Speaking at the XPOSURE International Photography Festival 2019 on Sunday at a session titled ‘Do not Take Pictures', Manz said photographers need to start asking themselves a few critical questions before embarking on a journey to take images of the environment.
Manz's exhibition 'Philography’, on display at XPOSURE, is divided into two sections -- Our Hands and Habitat, Beyond Photography and A Journey of Intelligence -- and is an abstract narrative of our changing environment.
“For me, photography has three basic elements. First, the referent, or what to photograph. The second is light, followed by time. Photographers are constantly juggling these three elements,” he explained.
“However, it is essential to add that fourth and most important ingredient to your photography – your thoughts and ideas. Photography should reflect what you are thinking about,” he advised the audience. “Ask yourselves, Who am I? What messages do I want to transmit? Most importantly, why do I want to send these messages? Also, what do you want to make people feel through your messages?”, he continued.
Manz did not discover his love for photography until about six years ago. “I used to draw and paint when I was a teenager”, he said. Telling attendees about how he started his career as a photographer, Manz said, “I always say my photography career was the outcome of my passion for travelling. My wife and I love adventure; we love to travel, we love new experiences, and we are always in pursuit of the most incredible landscapes on the planet.”

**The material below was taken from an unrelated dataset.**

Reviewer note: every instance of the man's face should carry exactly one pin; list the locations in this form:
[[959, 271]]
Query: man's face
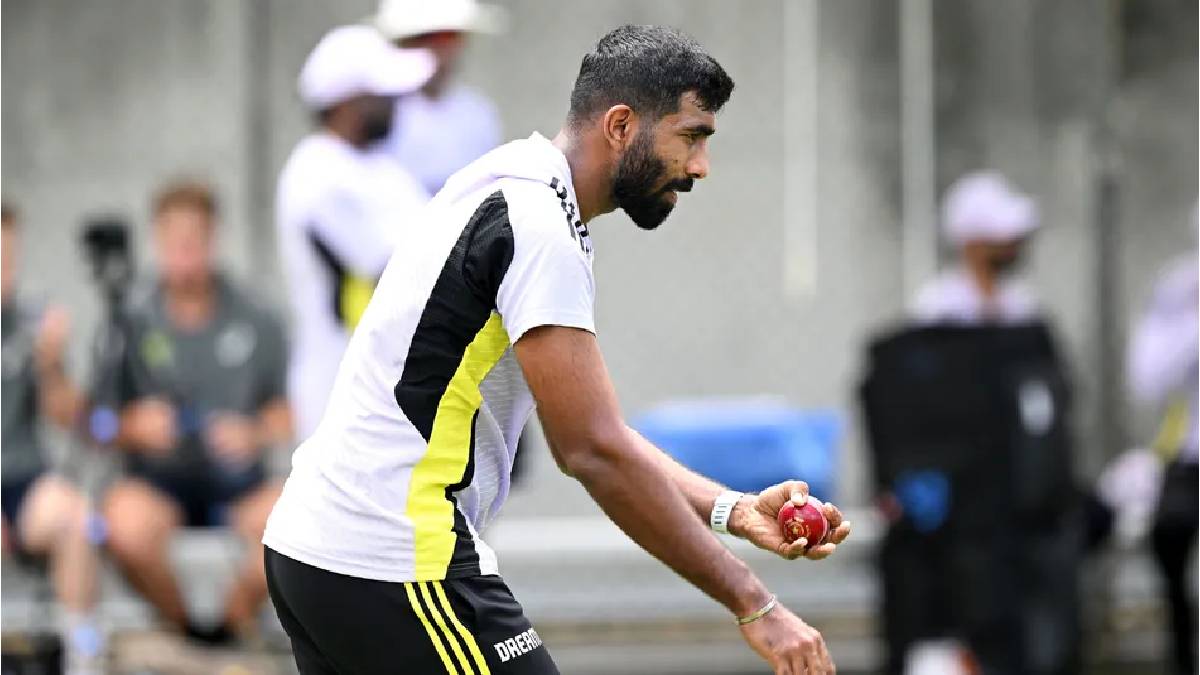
[[1001, 257], [184, 245], [664, 159], [375, 115], [444, 45]]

He added, “However, as we launched ourselves into this journey to explore the world around us and ourselves in the process, the immense responsibility to protect our planet came along with it.”
Explaining his unique technique, Manz said he uses photography as a window for people to look into the extraordinary relationship human beings have with nature.
“Over time my photography has transformed into what I call philography. As you can tell it is portmanteau of philosophy and photography,” the artist said, who is the main promoter of the support project Nepal Will Rise Again through which he and several others in the photography and humanitarian communities have joined hands to help the victims of the 2015 Nepal earthquake.
In some of Manz's more thought-provoking works, he has combined parts of a combustion engine with elements from the natural world. Speaking about what motivates his artistic vision, Manz said: “Maybe we need to find a new beginning in our relationship with our beautiful, yet fragile environment. All of my works are unnamed because I want people to derive their own unique interpretation of the issues at hand.”
Organised by the Sharjah Government Media Bureau, the four-day Xposure 2019 concluded on Sunday, September 22.